We're creating a c# app that needs to communicate with one other system via TCP/IP sockets. We expect to receive about 1-2 incoming transactions per second, each message averaging around 10k in size (text and 1 image).
We'll then do some processing (could take anywhere from 100 milliseconds to 3 seconds, depending on a few variables), and then send a response back of around 1k.
In the examples I've looked at, some are multi-threaded. For this application, would it be better to make it single or multi-threaded? If multi-threaded is recommended, roughly what would the different threads do?
(not specific to C#)
Having done it both ways (extreme performance was not the deciding factor), I much prefer the 1-thread-per-connection approach.
Listener Thread
The job of this thread is to listen on the socket for incoming connections, accept them, and spawn a new connection thread (giving it the connected socket).
Connection Threads
These threads (one per connection) handle all of the communication with the connected socket. They may also handle the processing of requests if it is synchronous (you will need to look into that for your specific app).
When the connection dies, this thread dies as well.
Management Threads
If cleanup, or periodic maintenance need performed, these can all run in their own threads.
Just keep in mind locking (obviously):
How much data do connections need to share? Make sure all of your resources are correctly locked when accessing, and that you do not have any deadlocks or race conditions. That is more of a "general threading" topic however.
If you're expecting multiple connections you'll need multiple threads. Each thread will be given streams for a particular client which it will need to handle separately.
I think the Silverlight policy server is a great first time example of a multithreaded server app. Though, it uses the Socket class instead of the TcpListener.
I would accept sockets and use async calls. Allows you to accept multiple connections and avoids creating a thread for every connection.
Basically create a socket with the listener
Socket socket = tcpListener.AcceptSocket();
and Socket.BeginReceive to start receiving data.
I think it's important to define what is meant by the word 'connection.'
If the other system creates a new connection to your TcpListener each time a transaction is sent, then this would be considered multiple connections, and it would make sense to have a dedicated thread to process these incoming connection requests. If this is the case, ignore everything beyond this and use gahooa's suggestion solution.
On the other hand, if the other system simply establishes a connection and sends all transactions over that same connection, then there's really no point in processing the connection request in a separate thread (since there is only one connection). If this is the case, then I would suggest accepting the incoming request once and reading the socket asynchronously (as opposed to polling the socket for data). Each time you receive a complete transaction, throw it "over the wall" to a transaction processing thread. When the processing is complete and the "answer" is computed, throw it "over the wall" to a response thread that sends the result back to the other system. In this scenario, there are basically four threads:
Main thread
Read thread
Processing thread
Write thread
The Main thread creates the TcpListener and waits until the connection is established. At that point, it simply initiates the asynchronous read and waits until the program ends (ManualResetEvent.WaitOne()).
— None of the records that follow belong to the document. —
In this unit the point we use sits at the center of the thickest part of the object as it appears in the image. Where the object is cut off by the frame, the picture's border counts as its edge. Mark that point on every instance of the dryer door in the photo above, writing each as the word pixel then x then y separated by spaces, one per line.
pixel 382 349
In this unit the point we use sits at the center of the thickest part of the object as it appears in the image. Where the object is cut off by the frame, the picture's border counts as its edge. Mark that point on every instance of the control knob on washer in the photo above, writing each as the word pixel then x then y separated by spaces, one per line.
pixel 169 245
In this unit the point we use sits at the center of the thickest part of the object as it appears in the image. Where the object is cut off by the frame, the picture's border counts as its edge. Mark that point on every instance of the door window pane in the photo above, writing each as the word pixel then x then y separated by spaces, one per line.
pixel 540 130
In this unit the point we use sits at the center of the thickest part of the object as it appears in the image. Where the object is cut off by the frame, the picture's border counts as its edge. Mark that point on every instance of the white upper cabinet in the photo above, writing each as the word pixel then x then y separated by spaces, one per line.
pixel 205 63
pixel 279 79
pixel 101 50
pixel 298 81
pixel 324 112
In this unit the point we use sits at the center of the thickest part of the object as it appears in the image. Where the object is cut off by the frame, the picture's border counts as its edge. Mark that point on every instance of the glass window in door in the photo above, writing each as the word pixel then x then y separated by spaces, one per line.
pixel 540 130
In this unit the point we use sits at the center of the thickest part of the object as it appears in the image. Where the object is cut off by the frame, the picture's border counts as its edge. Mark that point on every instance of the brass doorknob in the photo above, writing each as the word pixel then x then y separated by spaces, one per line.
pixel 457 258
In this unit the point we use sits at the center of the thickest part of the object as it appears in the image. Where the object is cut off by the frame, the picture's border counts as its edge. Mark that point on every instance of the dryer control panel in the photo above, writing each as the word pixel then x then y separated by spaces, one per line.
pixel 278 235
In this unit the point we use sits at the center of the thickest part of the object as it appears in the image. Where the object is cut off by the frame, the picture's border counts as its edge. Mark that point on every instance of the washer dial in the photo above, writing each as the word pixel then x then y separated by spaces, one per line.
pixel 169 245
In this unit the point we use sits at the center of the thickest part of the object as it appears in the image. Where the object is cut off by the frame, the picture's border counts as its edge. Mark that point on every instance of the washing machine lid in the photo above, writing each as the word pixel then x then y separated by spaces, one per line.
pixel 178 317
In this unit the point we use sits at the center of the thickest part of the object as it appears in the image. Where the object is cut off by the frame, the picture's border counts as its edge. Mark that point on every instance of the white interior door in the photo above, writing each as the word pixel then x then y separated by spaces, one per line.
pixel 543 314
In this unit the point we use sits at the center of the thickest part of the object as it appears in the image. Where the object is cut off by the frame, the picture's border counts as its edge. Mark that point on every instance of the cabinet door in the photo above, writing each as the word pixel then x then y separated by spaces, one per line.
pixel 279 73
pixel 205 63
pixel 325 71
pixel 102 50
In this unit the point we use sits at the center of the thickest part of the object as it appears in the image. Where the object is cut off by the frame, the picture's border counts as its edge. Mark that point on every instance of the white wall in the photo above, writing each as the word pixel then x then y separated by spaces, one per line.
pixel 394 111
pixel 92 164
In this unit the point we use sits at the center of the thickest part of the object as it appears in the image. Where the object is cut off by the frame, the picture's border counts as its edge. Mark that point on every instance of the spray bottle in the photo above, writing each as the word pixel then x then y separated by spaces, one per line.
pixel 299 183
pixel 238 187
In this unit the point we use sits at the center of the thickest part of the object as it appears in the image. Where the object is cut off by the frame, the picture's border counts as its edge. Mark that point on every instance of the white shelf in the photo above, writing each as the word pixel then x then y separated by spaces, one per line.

The Read thread is the asynchronous thread that services the reading from the NetworkStream.
The Processing thread receives transactions from the Read thread and does whatever processing is necessary.
The Write thread takes whatever responses are generated by the Processing thread and writes them to the NetworkStream.
According to this link, you do not have to synchronize the reading and writing from the same NetworkStream as long as the reading and writing are done in separate threads. You can use a generic List or Queue to move data between the threads. I'd create one for the Read-to-Processing data and one for the Processing-to-Write data. Just be sure to synchronize access to them using the SyncRoot property.